(dissenting). There is no dispute that on the 27th day of January, 1911, the respondents, Williams & Conlon, served upon the executors the claim in question, amounting to $241.56, for services alleged to have been rendered to the deceased between the 14th day of July, 1897, and August, 1907. This claim was rejected by the executors by a notice in writing which was served upon one of the members of the firm of Williams & Conlon on the 1st day of March, 1911. On the 25th day of April, 1911, a consent in writing was signed by the executors and claimants, agreeing and consenting by and between the parties that:
*307“The said claim may and shall be submitted to the surrogate of the county of Delaware for hearing and determination by him upon the judicial settlements of the accounts of said executors.”
This was unquestionably intended by the parties as one of the steps to bring the matter before the surrogate upon the judicial settlement of the account, under the provisions of section 1822 of the Code of Civil Procedure, and if the same had been filed with the surrogate within the time fixed by law there would have been no question of the jurisdiction of the surrogate to determine the validity and amount of the claim. This was not done. The six months’ limit fixed by the statute expired on the 1st day of September, 1911, and the consent was not filed until the 18th day of that month.

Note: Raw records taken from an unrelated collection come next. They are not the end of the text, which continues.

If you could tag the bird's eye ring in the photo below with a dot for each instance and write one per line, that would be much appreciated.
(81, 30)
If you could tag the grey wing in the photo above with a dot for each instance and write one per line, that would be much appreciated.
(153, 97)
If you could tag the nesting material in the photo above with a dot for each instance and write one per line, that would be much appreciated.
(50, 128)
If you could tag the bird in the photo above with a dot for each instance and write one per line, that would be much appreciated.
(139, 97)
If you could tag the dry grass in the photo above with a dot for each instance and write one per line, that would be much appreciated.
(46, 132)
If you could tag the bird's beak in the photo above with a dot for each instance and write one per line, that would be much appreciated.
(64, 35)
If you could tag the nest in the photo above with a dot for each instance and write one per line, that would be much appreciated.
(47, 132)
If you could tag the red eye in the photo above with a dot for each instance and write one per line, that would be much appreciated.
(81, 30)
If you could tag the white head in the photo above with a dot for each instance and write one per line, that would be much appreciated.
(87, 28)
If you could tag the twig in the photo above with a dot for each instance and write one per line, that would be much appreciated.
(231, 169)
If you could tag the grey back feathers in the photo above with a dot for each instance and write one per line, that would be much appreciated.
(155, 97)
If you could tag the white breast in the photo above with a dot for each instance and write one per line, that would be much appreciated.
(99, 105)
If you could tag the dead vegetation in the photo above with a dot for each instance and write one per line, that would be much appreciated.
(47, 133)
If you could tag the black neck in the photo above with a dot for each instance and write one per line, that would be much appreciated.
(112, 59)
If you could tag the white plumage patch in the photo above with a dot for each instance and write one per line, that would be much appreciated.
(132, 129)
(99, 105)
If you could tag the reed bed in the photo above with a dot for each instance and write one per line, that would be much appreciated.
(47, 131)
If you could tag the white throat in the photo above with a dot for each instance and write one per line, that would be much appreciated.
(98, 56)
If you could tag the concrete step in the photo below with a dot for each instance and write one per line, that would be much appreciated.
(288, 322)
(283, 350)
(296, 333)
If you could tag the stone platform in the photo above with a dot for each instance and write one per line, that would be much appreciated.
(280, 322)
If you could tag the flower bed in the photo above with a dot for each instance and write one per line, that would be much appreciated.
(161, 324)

The facts appearing as above upon the judicial settlement, the counsel for the executors moved to dismiss the claim on the ground that the surrogate was without jurisdiction to determine its validity, and that such claim was barred by the short statute of limitations, as fixed by section 1822 of the Code of Civil Procedure. The learned surrogate denied the motion, holding that the written agreement was something more than the consent required by the statute; that it was in the nature of a stipulation, or waiver, and proceeded to the determination of the claim upon the merits, finding in favor of the respondents. The executor appeals from the decree, in so far as it allows the clainl of the respondents, and their costs and allowances.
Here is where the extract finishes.